June schwante nichts Gutes. Wahrscheinlich hatte ihr Vater wieder irgendetwas für ihr Leben entschieden, ohne ihre Gefühle in betracht zu ziehen und ohne sie zu fragen. Sie wusste nicht wie ihre Mutter mit einem so kalten Menschen zusammen sein konnte. Die Flure der Herrenhauses waren dunkel. Man hätte Kerzen aufstellen können und schon hätte man die perfekte Mittelalterkulisse. In den Gängen standen zentnerschwere Schränke mit Büchern die älter nicht sein konnten. Über Mythen, Legenden und Dämonen. Sie hatte sich diese als sie jünger war immer angesehen. Doch als sie lesen konnte stand wie immer nur das übliche drin. Dämonen: böse.
Der Flur vergrößerte sich und nach einigen Abzweigungen, sah sie die große Eichentür zum Versammlungsraum. Die hochrangigen Mitglieder der Gesellschaft waren höchstwahrscheinlich an einem langen schweren Tisch versammelt und diskutierten. Sie sammelte all ihren Mut und stieß die Tür ohne zu klopfen auf. Sie war schwerer als gedacht und noch während sie die Tür aufschob, sah sie den genervten Blick ihres Vaters.

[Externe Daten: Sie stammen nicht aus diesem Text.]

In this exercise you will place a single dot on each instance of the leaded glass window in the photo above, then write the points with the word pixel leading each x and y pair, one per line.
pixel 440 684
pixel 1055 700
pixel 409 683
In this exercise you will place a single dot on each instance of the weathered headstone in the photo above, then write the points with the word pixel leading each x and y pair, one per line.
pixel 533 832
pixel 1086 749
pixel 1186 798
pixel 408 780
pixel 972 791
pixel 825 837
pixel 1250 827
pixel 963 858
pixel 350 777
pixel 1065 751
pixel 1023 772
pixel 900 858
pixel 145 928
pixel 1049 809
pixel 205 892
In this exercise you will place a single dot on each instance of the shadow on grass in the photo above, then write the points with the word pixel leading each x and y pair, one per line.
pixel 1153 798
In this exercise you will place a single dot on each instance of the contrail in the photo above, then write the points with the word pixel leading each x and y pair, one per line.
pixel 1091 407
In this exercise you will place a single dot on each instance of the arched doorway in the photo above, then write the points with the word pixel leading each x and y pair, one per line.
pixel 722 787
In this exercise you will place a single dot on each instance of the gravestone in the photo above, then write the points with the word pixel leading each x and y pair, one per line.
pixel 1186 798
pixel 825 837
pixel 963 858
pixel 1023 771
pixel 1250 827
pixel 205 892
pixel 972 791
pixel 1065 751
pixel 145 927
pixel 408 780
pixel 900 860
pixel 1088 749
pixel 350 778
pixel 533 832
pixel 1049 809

„Vater ich bin hier.", mit lautem kalten Ton kündigte sie sich an. Die alten Männer im Raum raunten und schauten in ihre Richtung. Sie schaute jedem ins Gesicht, doch bemerkte sie zum ersten Mal, wie die Männer sie von oben bis unten beäugten. Ihre Stirn zog sich leicht in Falten.

„Ah Branden, da ist ja der Mann der Stunde.", eines der Mitglieder schrie förmlich auf und lief mit großen Schritte auf Branden zu. June schaute hinter sich und die Falten auf ihrer Stirn vertieften sich.

„June, es gibt etwas wichtiges zu planen.", bemerkte ihr Vater kalt und rief sie zu sich, sie blieb mit gutem Abstand vor ihm stehen, „Ich kann dich beglückwünschen."

„Wozu?", Junes Herzschlag beschleunigte sich, wenn ihr Vater sie beglückwünschte war das ganz und gar nichts Gutes.

„Du wurdes Auserwählt den nächsten Erben bereitzustellen.", das Fragezeichen über ihrem Kopf wurde immer größer und drohender.

„Erben? Was habe ich mit irgenteinem Erben zu tun?", June schaute über die Schulter. Die Masse der Ältesten wurde immer lauter und hatte sich um Branden gescharrt.

„Branden und du, ihr werdet die Ehre haben den Erben zu zeugen.", June hatte das Gefühl eine Bombe sei neben ihrem Ohr explodiert, alles lief in Zeitlupe und ihr Hirn konnte Informationen nicht mehr verarbeiten.

„Was meinst du damit?", hauchte sie unglaubig.

„Ihr, Unsere nächste Generation, werdet die nächste Generation produzieren, eine perfekte Generation mit allen Mitteln die uns zur Verfügung stehen... ihr...", erklärte ein Mitglied das sich neben ihrem Vater voller Stolz aufgebaut hatte.

„Und das beschließt ihr einfach so..!?", June schrie ihre Worte mit nachdruck heraus. Sie war fassungslos und konnte immer noch nicht verstehen was vor sich ging. Ihr Vater starrte sie wütend an.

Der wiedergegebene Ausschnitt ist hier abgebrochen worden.